Quando conheci o feminismo, entendi que os homens têm privilégios na sociedade e enchia minha boca e meu facebook de frases que sugeriam que os homens os reconhecessem e a importância disso para a luta contra o machismo. Aprofundando-me nas reflexões, compreendi melhor algo que já me incomodava desde a infância: eu também tenho privilégios. Sentia um grande incomodo e não compreendia bem aquele sentimento que beirava a culpa.

Estudei em escola pública, onde havia muit@s negr@s. Estudei também em escola particular, na minha turma só havia branc@s. Na universidade, a maioria d@s negr@s eram bolsistas. Hoje, trabalhando com a população em situação de rua, me deparo com mais uma discrepância: a maioria é negra.
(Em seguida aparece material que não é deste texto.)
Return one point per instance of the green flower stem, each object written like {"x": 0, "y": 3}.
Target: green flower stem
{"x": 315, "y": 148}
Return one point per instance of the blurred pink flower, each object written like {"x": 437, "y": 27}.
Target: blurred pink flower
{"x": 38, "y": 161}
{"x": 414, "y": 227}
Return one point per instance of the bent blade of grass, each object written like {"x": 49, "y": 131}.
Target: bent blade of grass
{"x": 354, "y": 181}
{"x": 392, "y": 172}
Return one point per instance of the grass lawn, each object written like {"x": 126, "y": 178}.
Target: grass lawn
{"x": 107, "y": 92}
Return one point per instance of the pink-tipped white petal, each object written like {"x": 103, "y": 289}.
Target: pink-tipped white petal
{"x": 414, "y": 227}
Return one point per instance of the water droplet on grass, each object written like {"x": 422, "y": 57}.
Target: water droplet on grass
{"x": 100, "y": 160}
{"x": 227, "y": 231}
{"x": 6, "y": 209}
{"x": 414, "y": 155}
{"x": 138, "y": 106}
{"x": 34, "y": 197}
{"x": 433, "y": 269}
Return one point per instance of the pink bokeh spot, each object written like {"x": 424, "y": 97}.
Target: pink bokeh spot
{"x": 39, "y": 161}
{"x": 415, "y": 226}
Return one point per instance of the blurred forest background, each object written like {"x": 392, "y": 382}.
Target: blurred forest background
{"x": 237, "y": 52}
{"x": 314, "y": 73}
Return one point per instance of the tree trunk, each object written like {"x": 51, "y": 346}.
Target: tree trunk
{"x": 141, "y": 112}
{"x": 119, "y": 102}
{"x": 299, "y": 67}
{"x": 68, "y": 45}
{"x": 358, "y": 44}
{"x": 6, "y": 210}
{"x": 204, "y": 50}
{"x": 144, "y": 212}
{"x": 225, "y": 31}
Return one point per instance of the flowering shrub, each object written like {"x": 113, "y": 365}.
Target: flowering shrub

Agora, me atentando a isso, percebo que o racismo se reproduz também nos movimentos sociais. Como a Mari Moscou coloca muito bem em seu texto “Mulheres” são brancas; “Mulheres negras” são negras: “quando não se diz a cor, a etnia, a raça, ela é branca, ocidental, europeizada”. E isso não pode ser “normal”, “natural”, “assim mesmo”…
Mais do que reconhecer o racismo da sociedade, hoje compreendo que é fundamental que eu saiba que minhas conquistas foram fruto muito mais do meu privilégio branco-classe-média do que do meu esforço, como um dia me disseram. Dessa forma, é minha obrigação a autovigilância constante para não reproduzir o racismo, inclusive no meu feminismo, porque as reivindicações das mulheres negras são impreterivelmente feministas.
Tenho aprendido muito com o Blogueiras Feministas. Um dos assuntos que tem me chamado a atenção é o cissexismo, que a Jarid Arraes explica muito bem no texto Cissexismo e o Feminismo. Há pouco tempo, esse tipo de reflexão nem passava pelas minhas discussões. Foi essencial que eu conhecesse melhor a questão trans* para reconhecê-la como pauta do feminismo. Afinal, também estamos discutindo papéis sociais de gênero.
Mais uma vez, senti um grande incômodo e percebi mais um privilégio. Porém, o desconforto foi ainda maior. Primeiro porque me pareceu muito óbvio que o preconceito contra pessoas trans* é enorme, mas nunca havia pensado no assunto. Segundo, porque vi pessoas se negando a reconhecer isso. Pessoas que como eu, apontam a necessidade dos homens perceberem seus privilégios. Muito me espantou ver feministas dizendo que há exagero nos apontamentos das pessoas trans* quando muitas vezes já foram acusadas de ver machismo em tudo.

Pode até parecer simples, ou mesmo evidente para algumas pessoas, mas percebo que não é tão fácil reconhecer privilégios. O mal estar é grande e a mudança gera desconforto. No meu caso, foi aquele sentimento estranho que mencionei, beirando a culpa. No entanto, isso não é pretexto para não debater e não se informar. Só assim paramos de naturalizar as coisas e reconhecemos, de fato, as desigualdades e as opressões.
Ninguém disse que seria simples. Ser feminista não é apenas perceber problemas, é responsabilizar-se por eles. É questionar o estrutural, o cristalizado e a própria formação. Isso não é mérito algum, não é ser legal ou mais feminista. É a minha obrigação.
Machismo, racismo, homofobia, cissexismo, preconceito de classe… O problema não é vê-los em tudo. O problema é não ver.